Section 1.2
Variables. Data types. Constants.
cplusplus.com

The usefulness of the "Hello World" programs shown in the previous section are something more than questionable. Since we have had to write several lines of code, compile them, and then execute the resulting program to obtain just a phrase on the screen as result. It is true, but programming is not limited only to print texts on screen, it would be much faster to simply write the output sentence by ourselves. In order to go a little further on and to become able to write programs that perform useful tasks that really save us work we need to introduce the concept of variable.

Let's think that I ask you to retain number 5 in your mental memory, and then I ask you to memorize also the number 2. You have just stored two values in your memory. Now, if I ask you to add 1 to the first number I said, you should be retaining numbers 6 (that is 5+1) and 2 in your memory. Values that now we could subtract and obtain 4 as result.

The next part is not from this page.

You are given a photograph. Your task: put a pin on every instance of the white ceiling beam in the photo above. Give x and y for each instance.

All this process that you have made is a simil of what a computer can do with two variables. This same process can be expressed in C++ with the following instruction set:

a = 5;
b = 2;
a = a + 1;
result = a - b;

Obviously this is a very simple example since we have only used two small integer values, but consider that your computer can store several million of numbers like these at the same time and conduct sophisticated mathematical operations with them.

Therefore, we can define a variable like a portion of memory to store a determined value.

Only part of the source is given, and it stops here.